三维裂隙网络非稳定渗流分析的变分不等式方法

A VARIATIONAL INEQUALITY APPROACH FOR NON-STEADY SEEPAGE FLOW THROUGH THREE-DIMENSIONAL FRACTURE NETWORK

  • 摘要: 为了求解裂隙岩体有自由面非稳定渗流问题,将Darcy定律延拓至整个研究区域,使得潜在溢出边界条件满足Signorini型边界条件,建立了三维裂隙网络非稳定渗流问题的抛物型变分不等式(parabolic variational inequality,PVI)提法,并证明其与偏微分方程(partial differential equation,PDE)提法的等价性,从而将自由面上的流量条件以及潜在溢出边界上的互补条件转化成自然边界条件,降低该问题求解难度。同时给出了基于PVI提法的有限元数值求解方法,通过与交叉裂隙模型理论解的对比分析,证明了该方法的正确性。最后将该方法对含复杂三维裂隙网络的边坡进行非稳定渗流分析,计算结果表明该方法对于复杂裂隙网络求解具有较强的可靠性和适应性。

     

    Abstract: To solve non-steady seepage flow problems with free surface in fractured rock masses, Darcy's law is extended to the entire domain.

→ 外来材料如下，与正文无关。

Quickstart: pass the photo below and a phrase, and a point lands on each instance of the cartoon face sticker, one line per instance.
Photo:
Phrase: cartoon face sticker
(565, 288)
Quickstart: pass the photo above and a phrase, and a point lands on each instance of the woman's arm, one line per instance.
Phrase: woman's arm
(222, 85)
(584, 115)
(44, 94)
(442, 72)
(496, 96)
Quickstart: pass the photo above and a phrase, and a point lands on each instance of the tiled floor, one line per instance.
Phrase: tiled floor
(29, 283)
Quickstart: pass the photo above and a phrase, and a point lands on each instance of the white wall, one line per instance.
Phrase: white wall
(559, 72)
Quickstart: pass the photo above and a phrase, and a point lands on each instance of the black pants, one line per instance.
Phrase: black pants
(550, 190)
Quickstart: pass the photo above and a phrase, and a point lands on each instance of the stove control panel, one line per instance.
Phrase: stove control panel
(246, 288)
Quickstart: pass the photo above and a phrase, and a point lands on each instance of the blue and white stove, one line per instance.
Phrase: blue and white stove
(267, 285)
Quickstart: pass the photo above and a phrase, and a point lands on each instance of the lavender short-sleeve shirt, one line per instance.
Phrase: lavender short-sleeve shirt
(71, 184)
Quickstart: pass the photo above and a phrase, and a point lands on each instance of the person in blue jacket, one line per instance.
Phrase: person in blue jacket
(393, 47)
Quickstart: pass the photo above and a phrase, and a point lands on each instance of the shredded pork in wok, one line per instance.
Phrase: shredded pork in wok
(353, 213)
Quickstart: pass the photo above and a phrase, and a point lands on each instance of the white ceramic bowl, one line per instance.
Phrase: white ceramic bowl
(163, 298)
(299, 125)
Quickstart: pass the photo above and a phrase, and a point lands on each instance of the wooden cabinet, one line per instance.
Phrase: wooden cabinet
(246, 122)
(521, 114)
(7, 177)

A parabolic variational inequality (PVI) formulation, in which a Signorini's type of boundary condition enforced on the potential seepage surface, is established for transforming the flux condition on the potential seepage surface into natural boundary conditions, and then proved to be equivalent to the partial differential equation (PDE) formulation, and then the difficulty in solving this problem is reduced. Finite element numerical solution of the PVI formulation is proposed, and the validity of the numerical approach is verified by comparison of theoretical and calculated results for cross fracture model. Finally, the proposed approach is applied for non-steady seepage flow behaviors in a complex fractured rock slope, and the calculation results validate the reliability and robustness of this method well.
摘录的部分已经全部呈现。